Single by Kelsea Ballerini featuring Kenny Chesney

from the album Kelsea
- Released: April 19, 2021
- Genre: Country
- Length: 3:52
- Label: Black River
- Songwriters: Kelsea Ballerini; Ross Copperman; Nicolle Galyon; Shane McAnally; Jimmy Robbins;
- Producers: Kelsea Ballerini; Jimmy Robbins; Ross Copperman;

Kelsea Ballerini singles chronology
| "Hole in the Bottle" (2020) | "Half of My Hometown" (2021) | "I Quit Drinking" (2021) |

Kenny Chesney singles chronology
| "Knowing You" (2021) | "Half of My Hometown" (2021) | "Everyone She Knows" (2022) |

Music video
- "Half of My Hometown" on YouTube

= Half of My Hometown =

2021 single by Kelsea Ballerini

"Half of My Hometown" (stylized in all lowercase) is a song by American singers Kelsea Ballerini and Kenny Chesney. It was released to country radio on April 19, 2021, as the fourth single from Ballerini's third studio album, Kelsea. Ballerini co-wrote the song with Ross Copperman, Nicolle Galyon, Shane McAnally, and Jimmy Robbins.

"Half of My Hometown" won both Musical Event of the Year and Video of the Year at the 55th Annual Country Music Association Awards and was nominated for Single of the Year at the 56th CMA Awards. An alternate recording of the song is also included on Ballerini's first remix album, Ballerini.

==Composition==
Co-written with Ross Copperman, Nicolle Galyon, Shane McAnally, and Jimmy Robbins, "Half of My Hometown" describes the conflicting emotions of a person who feels conflict between staying in their hometown, or leaving it in favor of an improvement. Ballerini recorded vocals for this song immediately after writing it and some demo vocals were retained in the final edit. The song makes references to Knoxville, Tennessee—the hometown of both artists—inspiring the decision to enlist Chesney to feature on the track. Chesney said he "couldn't say 'yes' fast enough" after hearing the song.

==Release and promotion==
Ballerini and Chesney performed "Half of My Hometown" together at the 56th Academy of Country Music Awards on April 18, 2021, one day before the song's release. The performance served as the single's live debut. Ballerini performed during the live finale part 2 of The Voice program season 20, while Kenzie Wheeler performed Chesney's vocals of the song.

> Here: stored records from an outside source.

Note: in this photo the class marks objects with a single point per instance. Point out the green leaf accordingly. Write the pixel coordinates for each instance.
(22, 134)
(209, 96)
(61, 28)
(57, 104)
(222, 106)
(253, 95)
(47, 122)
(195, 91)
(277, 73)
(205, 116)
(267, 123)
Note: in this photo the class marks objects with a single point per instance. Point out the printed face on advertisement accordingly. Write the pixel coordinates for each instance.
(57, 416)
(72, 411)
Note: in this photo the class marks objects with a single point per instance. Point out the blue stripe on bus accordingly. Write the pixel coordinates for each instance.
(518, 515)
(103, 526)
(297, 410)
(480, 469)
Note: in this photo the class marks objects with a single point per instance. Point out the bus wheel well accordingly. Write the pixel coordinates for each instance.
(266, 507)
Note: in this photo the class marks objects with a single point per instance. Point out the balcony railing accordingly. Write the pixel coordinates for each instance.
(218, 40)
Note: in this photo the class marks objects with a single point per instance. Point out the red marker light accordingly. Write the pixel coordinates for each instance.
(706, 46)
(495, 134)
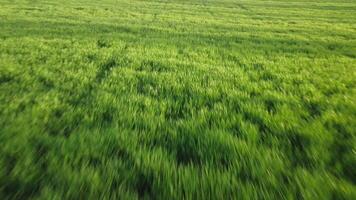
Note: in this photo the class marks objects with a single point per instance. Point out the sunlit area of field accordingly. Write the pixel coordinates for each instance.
(178, 99)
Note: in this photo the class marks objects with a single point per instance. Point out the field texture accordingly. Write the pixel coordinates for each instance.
(177, 99)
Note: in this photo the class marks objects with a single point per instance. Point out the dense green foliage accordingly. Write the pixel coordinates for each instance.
(173, 99)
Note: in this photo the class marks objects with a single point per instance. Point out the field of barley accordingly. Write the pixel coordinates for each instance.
(178, 99)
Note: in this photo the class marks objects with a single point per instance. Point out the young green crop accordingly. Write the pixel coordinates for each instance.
(176, 99)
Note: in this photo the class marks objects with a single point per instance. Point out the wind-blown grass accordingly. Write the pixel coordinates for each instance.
(177, 99)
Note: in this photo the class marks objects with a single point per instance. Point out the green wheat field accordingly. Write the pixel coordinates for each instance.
(178, 99)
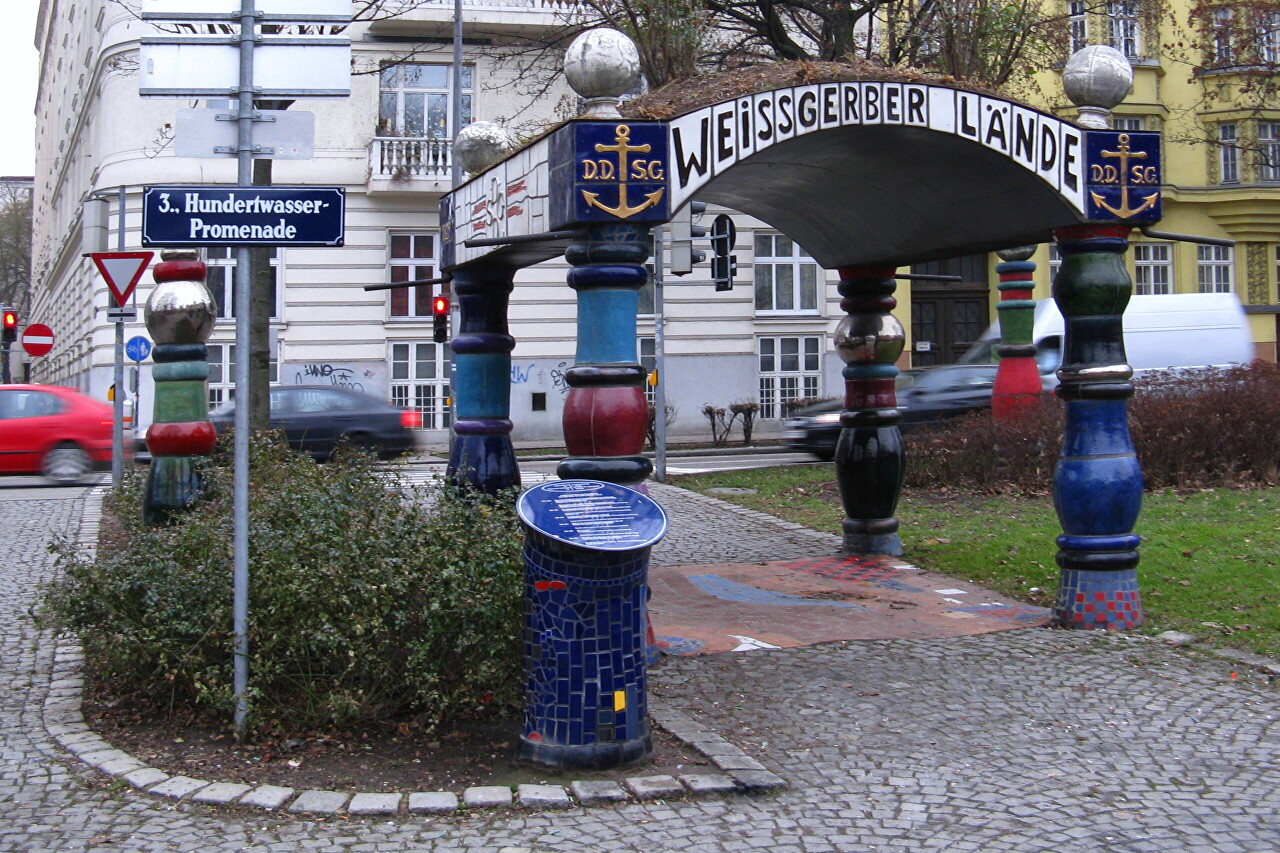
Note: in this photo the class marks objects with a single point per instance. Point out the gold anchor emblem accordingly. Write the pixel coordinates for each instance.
(1124, 155)
(624, 147)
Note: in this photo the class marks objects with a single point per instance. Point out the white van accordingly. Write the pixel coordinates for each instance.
(1178, 331)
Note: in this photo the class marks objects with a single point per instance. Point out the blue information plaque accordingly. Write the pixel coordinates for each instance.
(1123, 176)
(593, 515)
(608, 172)
(206, 215)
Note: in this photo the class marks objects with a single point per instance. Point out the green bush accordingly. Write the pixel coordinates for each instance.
(365, 602)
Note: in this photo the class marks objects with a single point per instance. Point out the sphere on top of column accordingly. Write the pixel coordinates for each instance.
(181, 309)
(1016, 252)
(481, 145)
(602, 65)
(1096, 78)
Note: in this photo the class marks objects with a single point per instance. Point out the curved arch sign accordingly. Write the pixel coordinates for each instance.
(859, 173)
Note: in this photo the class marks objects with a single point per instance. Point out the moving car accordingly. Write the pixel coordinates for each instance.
(55, 432)
(924, 396)
(318, 418)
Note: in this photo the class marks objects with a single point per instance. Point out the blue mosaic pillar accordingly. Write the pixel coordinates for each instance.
(606, 414)
(869, 456)
(1097, 482)
(481, 455)
(586, 560)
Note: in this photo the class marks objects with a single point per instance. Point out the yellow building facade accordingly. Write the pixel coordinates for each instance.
(1206, 78)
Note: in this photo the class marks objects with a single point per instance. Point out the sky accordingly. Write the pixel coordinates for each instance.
(19, 69)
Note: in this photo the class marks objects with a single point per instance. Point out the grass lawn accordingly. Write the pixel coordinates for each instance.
(1208, 559)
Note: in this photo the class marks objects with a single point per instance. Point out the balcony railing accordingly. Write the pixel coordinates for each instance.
(400, 158)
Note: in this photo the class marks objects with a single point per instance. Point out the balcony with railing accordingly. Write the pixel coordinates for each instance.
(410, 164)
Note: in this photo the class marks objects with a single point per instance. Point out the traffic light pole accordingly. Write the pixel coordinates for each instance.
(659, 346)
(118, 377)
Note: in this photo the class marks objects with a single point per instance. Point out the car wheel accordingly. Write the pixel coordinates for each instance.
(67, 464)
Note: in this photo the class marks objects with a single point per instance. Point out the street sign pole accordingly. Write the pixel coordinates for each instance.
(118, 377)
(240, 451)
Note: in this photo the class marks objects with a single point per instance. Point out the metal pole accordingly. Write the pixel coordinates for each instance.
(242, 305)
(659, 351)
(118, 378)
(456, 101)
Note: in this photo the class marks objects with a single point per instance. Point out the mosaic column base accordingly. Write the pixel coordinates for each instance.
(1098, 600)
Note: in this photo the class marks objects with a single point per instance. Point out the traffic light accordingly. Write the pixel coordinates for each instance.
(440, 319)
(682, 235)
(723, 264)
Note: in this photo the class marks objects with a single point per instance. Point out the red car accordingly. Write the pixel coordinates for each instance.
(55, 432)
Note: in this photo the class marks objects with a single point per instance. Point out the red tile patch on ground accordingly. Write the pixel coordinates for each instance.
(736, 606)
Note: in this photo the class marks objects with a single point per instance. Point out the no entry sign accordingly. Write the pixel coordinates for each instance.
(37, 340)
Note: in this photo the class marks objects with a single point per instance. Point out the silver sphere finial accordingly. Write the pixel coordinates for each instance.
(602, 65)
(481, 145)
(1096, 78)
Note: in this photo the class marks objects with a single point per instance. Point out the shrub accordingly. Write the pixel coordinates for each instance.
(1189, 430)
(365, 602)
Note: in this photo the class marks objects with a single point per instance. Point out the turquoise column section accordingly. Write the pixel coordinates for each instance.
(481, 455)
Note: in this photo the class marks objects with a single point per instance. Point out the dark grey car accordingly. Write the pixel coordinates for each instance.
(923, 396)
(318, 418)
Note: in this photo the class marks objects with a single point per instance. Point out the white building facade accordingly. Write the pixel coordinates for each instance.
(768, 340)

Released to country radio on April 19, 2021, "Half of My Hometown" serves as the fourth single of Ballerini's third studio album, Kelsea. The song's alternate version was later included on her first remix album, Ballerini.

==Music video==
The video was directed by Patrick Tracy. It features Kelsea picturing an alternate life where she stayed in Knoxville, Tennessee instead of pursuing her dream as a country star interspersed with clips of her performance of the song with Chesney at the ACM Awards.

==Critical reception==
In reviews for Kelsea, AllMusic's Stephen Thomas Erlewine wrote that Chesney's inclusion on the song "seems designed to reinforce [Ballerini's] country roots", while Jonathan Bernstein of Rolling Stone labelled the song a "heartwarming acoustic anthem". Cillea Houghton of Sounds Like Nashville wrote that "the starlet takes on a more serious tone with the observational 'half of my hometown, calling the song "a standout moment" on the album.

==Accolades==

| Year | Ceremony | Category / Nominated Work | Result | Ref. |
| 2021 | 55th Annual Country Music Association Awards | Musical Event of the Year | Won |  |
| Video of the Year | Won |
| 57th Academy of Country Music Awards | Music Event of the Year | Nominated |  |
| 2022 | 56th Annual Country Music Association Awards | Single of the Year | Nominated |  |

==Charts==

===Weekly charts===

Weekly chart performance
| Chart (2021–2022) | Peak position |
|---|---|
| Canada Country (Billboard) | 13 |
| US Billboard Hot 100 | 53 |
| US Country Airplay (Billboard) | 1 |
| US Hot Country Songs (Billboard) | 11 |

===Year-end charts===

2021 year-end chart performance
| Chart (2021) | Position |
|---|---|
| US Hot Country Songs (Billboard) | 66 |

2022 year-end chart performance
| Chart (2022) | Position |
|---|---|
| US Country Airplay (Billboard) | 33 |
| US Hot Country Songs (Billboard) | 50 |
| US Radio Songs (Billboard) | 64 |

==Certifications==

Certifications and sales
| Region | Certification | Certified units/sales |
| Australia (ARIA) | Gold | 35,000^{‡} |
| Canada (Music Canada) | Gold | 40,000^{‡} |
| United States (RIAA) | Platinum | 1,000,000^{‡} |
^{‡} Sales+streaming figures based on certification alone.